A treat from the Spanish master. Penelope Cruz plays Raimunda, fanatically protective (for good reason) of her daughter Paula. When Paula stabs to death her step father when he attempts to rape her, Raimundo sets to work to cover up the crime. The situation is complicated when Raimunda's mother, Paula's grandmother, returns from the dead. The family's history and secrets leach into the open. Acceptance, forgiveness and reconciliation follow. The powerful female roles are uplifting and heart-warming and Cruz manages to portray Raimunda convincingly as both exceptionally sexy and deeply maternal. The script employs a light comedic touch which helps make the dark themes of child abuse and incest more digestible.

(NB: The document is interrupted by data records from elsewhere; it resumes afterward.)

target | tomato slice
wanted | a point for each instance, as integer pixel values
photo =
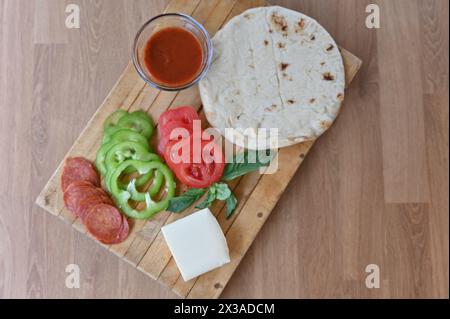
(184, 114)
(208, 171)
(167, 131)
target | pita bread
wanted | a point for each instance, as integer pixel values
(273, 68)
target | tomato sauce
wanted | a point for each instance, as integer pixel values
(173, 56)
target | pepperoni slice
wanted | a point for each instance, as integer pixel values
(85, 204)
(78, 169)
(104, 222)
(124, 231)
(79, 191)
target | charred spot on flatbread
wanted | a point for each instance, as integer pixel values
(325, 124)
(300, 25)
(327, 76)
(272, 108)
(283, 66)
(280, 23)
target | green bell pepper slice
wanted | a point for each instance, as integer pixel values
(136, 122)
(155, 187)
(114, 118)
(122, 197)
(125, 151)
(118, 135)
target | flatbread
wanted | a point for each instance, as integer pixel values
(273, 68)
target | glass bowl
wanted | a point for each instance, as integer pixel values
(171, 20)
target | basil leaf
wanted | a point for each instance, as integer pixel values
(231, 205)
(209, 199)
(245, 163)
(222, 191)
(180, 203)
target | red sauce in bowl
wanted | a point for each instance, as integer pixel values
(173, 56)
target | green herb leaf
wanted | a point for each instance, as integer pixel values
(244, 163)
(209, 199)
(231, 205)
(180, 203)
(222, 191)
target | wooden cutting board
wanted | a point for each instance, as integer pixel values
(257, 194)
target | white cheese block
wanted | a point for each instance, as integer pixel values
(197, 244)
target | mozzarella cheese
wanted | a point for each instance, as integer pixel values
(197, 244)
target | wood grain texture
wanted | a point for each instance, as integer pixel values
(349, 205)
(150, 253)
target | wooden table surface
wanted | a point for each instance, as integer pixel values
(372, 191)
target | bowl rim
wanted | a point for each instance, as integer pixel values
(200, 76)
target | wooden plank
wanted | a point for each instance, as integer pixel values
(402, 124)
(145, 248)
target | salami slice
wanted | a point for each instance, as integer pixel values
(104, 222)
(124, 231)
(79, 191)
(78, 169)
(85, 204)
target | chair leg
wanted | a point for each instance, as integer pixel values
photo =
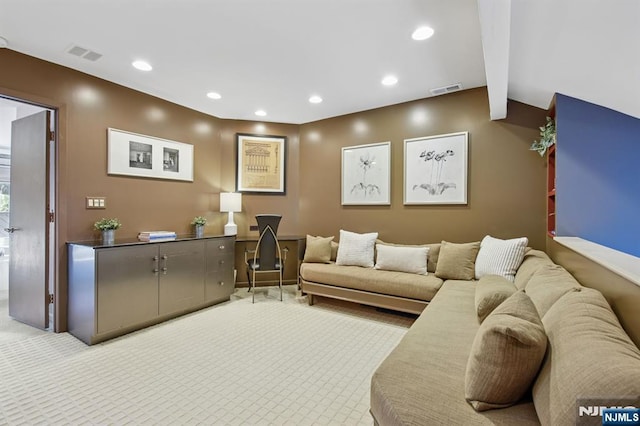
(253, 288)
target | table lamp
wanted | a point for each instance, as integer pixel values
(230, 202)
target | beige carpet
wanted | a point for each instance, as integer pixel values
(236, 363)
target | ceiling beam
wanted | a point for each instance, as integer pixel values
(495, 29)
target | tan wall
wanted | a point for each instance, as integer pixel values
(505, 187)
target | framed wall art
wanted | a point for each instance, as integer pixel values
(366, 177)
(435, 169)
(261, 164)
(131, 154)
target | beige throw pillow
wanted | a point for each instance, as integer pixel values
(491, 291)
(457, 261)
(318, 249)
(506, 354)
(356, 249)
(402, 259)
(590, 356)
(500, 257)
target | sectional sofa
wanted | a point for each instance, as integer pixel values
(524, 349)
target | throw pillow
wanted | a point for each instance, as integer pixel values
(491, 291)
(402, 258)
(356, 249)
(500, 257)
(506, 354)
(590, 356)
(457, 261)
(318, 249)
(334, 251)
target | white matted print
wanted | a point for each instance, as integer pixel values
(132, 154)
(366, 177)
(435, 169)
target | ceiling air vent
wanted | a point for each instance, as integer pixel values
(87, 54)
(446, 89)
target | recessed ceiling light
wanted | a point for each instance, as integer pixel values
(422, 33)
(389, 80)
(142, 65)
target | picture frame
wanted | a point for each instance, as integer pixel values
(435, 169)
(261, 166)
(366, 174)
(133, 154)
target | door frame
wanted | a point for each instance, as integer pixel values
(57, 257)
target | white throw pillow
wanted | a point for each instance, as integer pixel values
(356, 249)
(500, 257)
(402, 258)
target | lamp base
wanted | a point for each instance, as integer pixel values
(231, 229)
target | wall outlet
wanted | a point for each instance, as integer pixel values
(96, 202)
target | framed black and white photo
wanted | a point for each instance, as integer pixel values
(132, 154)
(261, 164)
(435, 169)
(366, 177)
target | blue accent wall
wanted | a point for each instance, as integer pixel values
(598, 175)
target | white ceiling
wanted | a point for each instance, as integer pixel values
(274, 55)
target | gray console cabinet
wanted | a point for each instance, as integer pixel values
(116, 289)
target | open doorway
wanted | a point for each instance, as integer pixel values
(12, 110)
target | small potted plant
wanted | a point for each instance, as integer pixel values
(108, 228)
(199, 222)
(547, 137)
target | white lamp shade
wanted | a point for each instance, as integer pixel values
(230, 202)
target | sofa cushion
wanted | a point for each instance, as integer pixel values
(318, 249)
(500, 257)
(356, 249)
(421, 382)
(432, 257)
(548, 284)
(457, 261)
(491, 291)
(589, 356)
(402, 259)
(401, 284)
(506, 355)
(533, 259)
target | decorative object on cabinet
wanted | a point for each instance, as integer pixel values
(267, 256)
(435, 169)
(230, 202)
(547, 137)
(261, 164)
(108, 228)
(132, 154)
(366, 176)
(118, 289)
(198, 223)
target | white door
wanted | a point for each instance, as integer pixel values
(29, 221)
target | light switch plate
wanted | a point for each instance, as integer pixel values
(96, 202)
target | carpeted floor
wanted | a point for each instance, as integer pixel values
(270, 362)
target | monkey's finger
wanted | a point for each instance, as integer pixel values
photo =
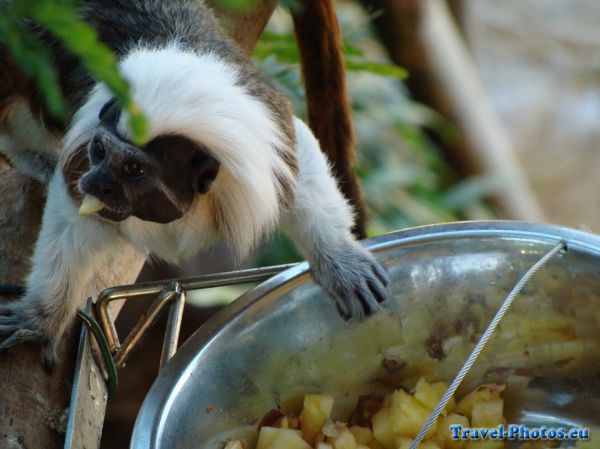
(367, 300)
(342, 308)
(378, 290)
(381, 273)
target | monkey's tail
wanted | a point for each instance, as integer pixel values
(320, 42)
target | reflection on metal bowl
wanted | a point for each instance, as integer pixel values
(284, 338)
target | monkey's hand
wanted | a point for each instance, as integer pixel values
(23, 321)
(352, 276)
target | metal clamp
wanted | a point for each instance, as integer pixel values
(167, 294)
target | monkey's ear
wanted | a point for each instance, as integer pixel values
(206, 169)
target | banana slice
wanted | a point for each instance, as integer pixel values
(90, 204)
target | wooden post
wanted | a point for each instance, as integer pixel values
(33, 404)
(422, 36)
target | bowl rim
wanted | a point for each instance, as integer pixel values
(150, 422)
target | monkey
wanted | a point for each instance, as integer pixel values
(225, 159)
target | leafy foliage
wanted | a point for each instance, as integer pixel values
(405, 177)
(60, 19)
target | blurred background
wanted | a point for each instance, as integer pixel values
(468, 109)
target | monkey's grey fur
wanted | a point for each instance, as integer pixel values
(225, 160)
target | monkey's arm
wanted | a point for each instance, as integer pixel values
(68, 250)
(320, 223)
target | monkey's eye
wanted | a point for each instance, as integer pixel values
(133, 169)
(98, 148)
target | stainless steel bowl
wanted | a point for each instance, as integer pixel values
(284, 338)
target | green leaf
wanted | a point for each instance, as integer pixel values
(377, 68)
(34, 60)
(80, 38)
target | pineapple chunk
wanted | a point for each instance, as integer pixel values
(344, 440)
(315, 412)
(382, 428)
(234, 444)
(403, 442)
(408, 415)
(274, 438)
(483, 393)
(323, 445)
(362, 435)
(429, 394)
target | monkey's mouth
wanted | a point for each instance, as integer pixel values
(92, 205)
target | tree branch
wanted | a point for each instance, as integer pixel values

It's A Wonderful Life - Frank Capra

It's a wonderful movie. I still cry at the end even after watching it a hundred times, and if you don't then you're a soulless monster. The script addresses a bewildering array of human traits and conditions - ambition, honesty, dishonesty, greed, power, love, lust, cruelty, kindness, duty, devotion, and on and on - ending with the triumph of the good and righteous over the mean spirited and dismal. It's a story packed with so much observation, as we follow George Bailey's rise and fall and rise again, we could suppose (almost) by the end there is little about human nature we don't now know about. We meet every one of every type, from the bumbling but well-meaning Uncle Billy right through to the greedy, malicious Potter, mediated not so much by the supernatural angel Clarence, but by George rediscovering himself and finally choosing to stand by what he truly believes in. And James Stewart is simply awesome.


Mary Poppins - Robert Stevenson

Almost 60 years later no one has yet worked out what Dick Van Dyke was thinking when he produced the worst cockney accent ever recorded. He's not saying and the film's editor and director obviously couldn't be arsed to do anything about it. However, it's a mark of the movie it survives and surpasses the excruciating embarrassment of that voice and has established itself as one of the all-time great movies. Julie Andrews is at her sweetest best, perfectly cast as the prim and proper but fun-loving magical nanny. The mixing of live action characters and cartoons works a treat, and the special effects hold up well even after all these years. But, of course, it's the song and dance numbers, expertly executed by everyone, led from the front by Andrews' awesome delivery, sweet tones and perfect diction, a treat for the eyes and ears.




One Flew Over The Cuckoo's Nest - Milos Forman

For the nuthouse, sorry, mental institution read whatever allegory you like: it's post war Eastern Europe and Nurse Ratched is the communist party, as the director Forman had it; or it's modern America with McMurphy the incredulous renegade; or it's purgatory, McMurphy and Ratched, angel and devil, battling each other for the souls of the inmates. It doesn't matter; it's still McMurphy crazy in the way the only sane person on the beat can be; it's still Ratched, wretched in her tyrannical petty power plays; it's still the other inmates, lonely, sad and miserable until McMurphy arrives; it's still the Chief, silently observing, waiting for a reason to escape. And it's Jack Nicholson at his incomparable best, wild eyes, wild voice and wild gestures, bludgeoning sense into the madness of the story. And there's a bravura performance by Louise Fletcher as the ultra-bad, probably mad, Nurse Ratched, skilfully avoiding clumsy caricature, presenting a believably sinister, ice-cold, villain. The ending is superlative, the Chief smothering to death the lobotomised McMurphy before finally finding the strength to wrench the giant hydrotherapy fountain out of the floor, hurl it through a window and escape into the night. A breath-taking finish I remember stunning the audience I was a member of when I first saw it.